Bungie CEO Pete Parsons announced yesterday that the studio behind genre-defining franchises like Halo and Destiny would be getting rid of mandatory arbitration clauses in its developer contracts moving forward. The news comes as the anti-worker policies face renewed criticism across the games industry in light of a recent wave of allegations of sexual harassment and discriminaton at Call of Duty publisher Activision Blizzard.
“We will be eliminating the mandatory arbitration clause in all our employee agreements, given the growing concern that arbitration may not be the fairest way to resolve employment complaints,” Parsons wrote in a blog post alongside a list of other ways Bungie is attempting to foster a more diverse and inclusive workplace. Some of those other steps include hiring a chief people officer and a director of diversity and inclusion, reviewing the recruitment and application process for bias, and adding a third-party anonymous reporting tool through which employees can voice concerns.
Mandatory arbitration clauses have been a special sticking point for many developers trying to improve the studios where they work. That’s because they require those who may have endured various forms of mistreatment to take those issues before a company-appointed arbitrator rather than potentially litigating them in court. In addition to denying people all the tools at their disposal to address injustices, the clauses can also act as silencing mechanisms for companies aiming to sweep stories of abuse under the rug.
Mandatory arbitration clauses were why over 150 employees at Riot Games walked out in 2019 in protest, eventually forcing the League of Legends maker to make them optional, though only for new hires. Existing employees have still been forced to take gender discrimiation complaints out of the court system and behind the closed doors of arbitration.
Now, in the wake of a July lawsuit by California’s Department of Fair Employment and Housing alleging widespread sexual harassment and discrimination at Activision Blizzard, there are once again calls for gaming companies to abandon the policies. A group of Activision Blizzard workers called ABetterABK wrote a letter to CEO Bobby Kotick and the rest of management in July demanding an end to mandatory arbitration clauses, stating, “Arbitration clauses protect abusers and limit the ability of victims to seek restitution.”

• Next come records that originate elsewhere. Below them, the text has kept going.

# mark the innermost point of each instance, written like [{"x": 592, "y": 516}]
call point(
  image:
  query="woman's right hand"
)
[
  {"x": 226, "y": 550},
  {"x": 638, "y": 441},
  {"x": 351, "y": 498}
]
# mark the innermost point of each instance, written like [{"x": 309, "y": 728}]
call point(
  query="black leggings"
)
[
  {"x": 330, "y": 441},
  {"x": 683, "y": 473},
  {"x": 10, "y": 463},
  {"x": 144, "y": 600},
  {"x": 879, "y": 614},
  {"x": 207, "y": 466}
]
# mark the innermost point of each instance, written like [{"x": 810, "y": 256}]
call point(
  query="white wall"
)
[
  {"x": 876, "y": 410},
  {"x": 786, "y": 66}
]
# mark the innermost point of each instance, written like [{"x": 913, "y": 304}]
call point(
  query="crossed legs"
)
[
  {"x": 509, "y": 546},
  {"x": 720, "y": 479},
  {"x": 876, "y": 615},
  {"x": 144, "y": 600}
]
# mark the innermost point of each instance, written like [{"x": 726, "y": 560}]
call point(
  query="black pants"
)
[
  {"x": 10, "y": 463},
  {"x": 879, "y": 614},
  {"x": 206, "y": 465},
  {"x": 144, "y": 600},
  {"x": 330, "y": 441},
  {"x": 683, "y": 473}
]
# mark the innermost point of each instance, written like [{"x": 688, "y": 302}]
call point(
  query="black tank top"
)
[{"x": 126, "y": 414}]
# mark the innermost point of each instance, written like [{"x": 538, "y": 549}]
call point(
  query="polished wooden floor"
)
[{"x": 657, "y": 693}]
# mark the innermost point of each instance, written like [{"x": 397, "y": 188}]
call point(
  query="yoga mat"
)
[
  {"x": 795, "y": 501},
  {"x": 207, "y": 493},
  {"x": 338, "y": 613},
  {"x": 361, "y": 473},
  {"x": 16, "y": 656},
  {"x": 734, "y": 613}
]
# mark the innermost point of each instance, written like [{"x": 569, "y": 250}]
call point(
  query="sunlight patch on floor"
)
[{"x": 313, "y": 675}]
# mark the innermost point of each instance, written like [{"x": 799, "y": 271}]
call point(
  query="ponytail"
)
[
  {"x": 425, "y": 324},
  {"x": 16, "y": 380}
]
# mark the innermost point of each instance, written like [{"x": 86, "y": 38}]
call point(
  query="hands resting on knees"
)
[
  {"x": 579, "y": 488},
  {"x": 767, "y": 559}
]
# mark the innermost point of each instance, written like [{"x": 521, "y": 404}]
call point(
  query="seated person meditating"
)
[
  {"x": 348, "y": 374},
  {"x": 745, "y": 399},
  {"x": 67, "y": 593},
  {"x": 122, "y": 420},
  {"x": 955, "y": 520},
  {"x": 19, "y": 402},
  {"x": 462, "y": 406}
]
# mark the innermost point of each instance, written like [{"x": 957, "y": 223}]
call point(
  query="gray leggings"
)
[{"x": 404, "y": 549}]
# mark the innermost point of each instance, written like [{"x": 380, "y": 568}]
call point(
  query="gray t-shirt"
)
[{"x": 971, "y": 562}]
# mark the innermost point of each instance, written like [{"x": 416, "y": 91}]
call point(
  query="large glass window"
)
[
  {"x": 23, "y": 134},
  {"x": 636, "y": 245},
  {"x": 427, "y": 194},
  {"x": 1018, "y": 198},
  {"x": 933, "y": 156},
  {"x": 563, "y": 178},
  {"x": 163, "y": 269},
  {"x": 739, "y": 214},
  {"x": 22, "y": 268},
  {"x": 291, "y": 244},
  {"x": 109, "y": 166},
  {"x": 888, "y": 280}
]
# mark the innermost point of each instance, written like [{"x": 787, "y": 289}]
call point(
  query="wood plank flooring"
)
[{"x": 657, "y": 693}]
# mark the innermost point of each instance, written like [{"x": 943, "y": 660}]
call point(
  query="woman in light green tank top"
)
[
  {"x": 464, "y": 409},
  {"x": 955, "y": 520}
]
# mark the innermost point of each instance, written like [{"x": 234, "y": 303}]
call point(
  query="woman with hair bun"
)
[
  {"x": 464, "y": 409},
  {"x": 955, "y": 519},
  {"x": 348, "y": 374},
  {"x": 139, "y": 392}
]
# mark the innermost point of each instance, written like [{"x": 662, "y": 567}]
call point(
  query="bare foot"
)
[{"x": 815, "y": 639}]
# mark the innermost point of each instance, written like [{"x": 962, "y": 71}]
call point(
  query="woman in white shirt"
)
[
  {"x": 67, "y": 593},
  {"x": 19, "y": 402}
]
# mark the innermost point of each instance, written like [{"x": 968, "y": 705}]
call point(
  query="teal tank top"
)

The company has so far refused to acknowledge that demand, or any of the group’s others, but was accused by ABetterABK and CODE-CWA of attempting to union-bust in a National Labor Review Board lawsuit filed earlier this month.
Though Bungie did not name Activision Blizzard in a July statement about workplace abuse, the studio did write that it believes “Women, POC, and underrepresented communities” when they come forward with “reports of abuse or harassment.”
Activision Blizzard recently negotiated an $18 million settlement with the federal government’s Equal Employment Opportunity Commission over a harassment and discrimination lawsuit, but investigations and lawsuits by a number of other groups are still pending.